13 февраля, Суэцкий канал.

[…] К полудню мы были уже далеко от Порт-Саида, в совершенно мертвом, от века необитаемом царстве. И долго провожала нас слева, маячила в мути пустыни и неба чуть видная, далекая вершина Синая, и весь день прошел под его величавым и священным знаком, был связан с чувством его близости, его ветхозаветного, но вместе с тем и вечного владычества, ибо это вечно, вечно: «Аз есмь Господь Бог твой… Помни дни Господни… Чти отца и матерь твою… Не делай зла ближнему твоему… Не желай достояния его…» […]

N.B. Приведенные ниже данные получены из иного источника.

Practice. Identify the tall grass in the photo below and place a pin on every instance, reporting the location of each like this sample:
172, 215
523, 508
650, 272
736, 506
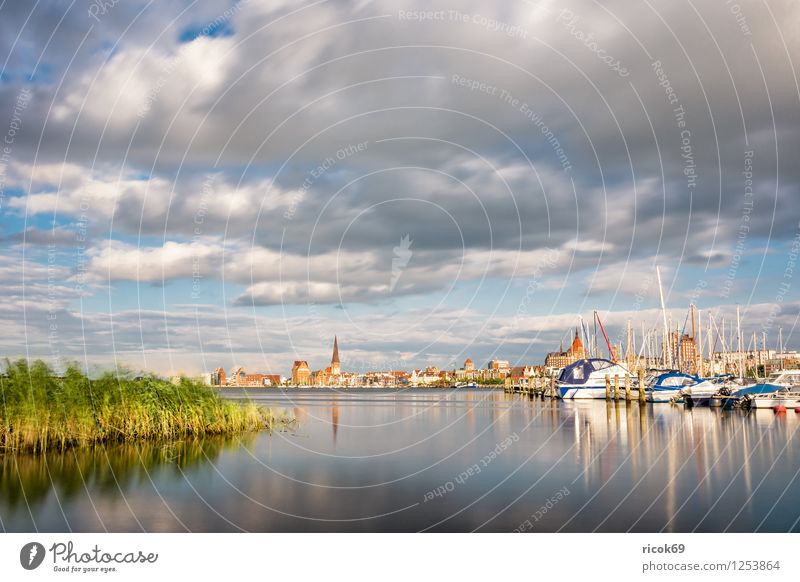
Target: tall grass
40, 411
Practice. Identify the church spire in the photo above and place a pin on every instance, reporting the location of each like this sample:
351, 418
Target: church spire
335, 358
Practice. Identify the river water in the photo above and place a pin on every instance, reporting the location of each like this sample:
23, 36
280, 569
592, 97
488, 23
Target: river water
435, 460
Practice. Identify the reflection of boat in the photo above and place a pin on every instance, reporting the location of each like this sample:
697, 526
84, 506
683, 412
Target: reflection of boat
780, 389
666, 386
587, 378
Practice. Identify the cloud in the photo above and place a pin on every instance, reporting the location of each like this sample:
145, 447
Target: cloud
288, 152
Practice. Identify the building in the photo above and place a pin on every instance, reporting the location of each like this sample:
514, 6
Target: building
219, 378
562, 359
521, 375
301, 373
335, 369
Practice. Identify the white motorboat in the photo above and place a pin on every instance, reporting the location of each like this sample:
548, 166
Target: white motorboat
587, 378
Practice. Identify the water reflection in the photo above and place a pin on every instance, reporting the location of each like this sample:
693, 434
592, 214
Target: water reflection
371, 460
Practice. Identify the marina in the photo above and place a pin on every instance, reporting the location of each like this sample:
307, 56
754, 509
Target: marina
431, 460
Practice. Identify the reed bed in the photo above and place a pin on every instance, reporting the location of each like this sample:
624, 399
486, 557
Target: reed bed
40, 411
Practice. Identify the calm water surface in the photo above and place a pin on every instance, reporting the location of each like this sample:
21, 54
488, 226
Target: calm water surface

Я сидел и думал: все-таки оно есть в мире, — нечто незыблемо-священное. В гигантском человеческом таборе, который стремится, невзирая на все свои блуждания, все-таки вперед, в какую-то обетованную землю, в пестром и шумном стане, который ютится в низкой земной юдоли, а все-таки у подножия неких горних высот, кипит мелкая, будничная жизнь, царит человеческое ничтожество, человеческая слабость, убогая гордыня, злоба, зависть, и Божьи избранники, пророки, мудрецы не раз содрогались в этом таборе от ужаса перед его мерзостью, в отчаянии дробили о камень скрижали синайского завета между человеком и Богом — и все-таки снова и снова собирали раздробленное, снова воздвигали все те же самые уставы, ибо снова и снова гремели из мглы и туч омраченных высот все те же страшные, но и утешающие, указующие спасительный путь глаголы. […]

15 февраля.

За вчерашний день все чрезвычайно изменилось, — менялось чуть не каждый час. И вот оно уже наступило, то вечное, светоносное лето совершенно нового для меня мира, которое говорит о какой-то давно забытой нами, райской, блаженной жизни. […]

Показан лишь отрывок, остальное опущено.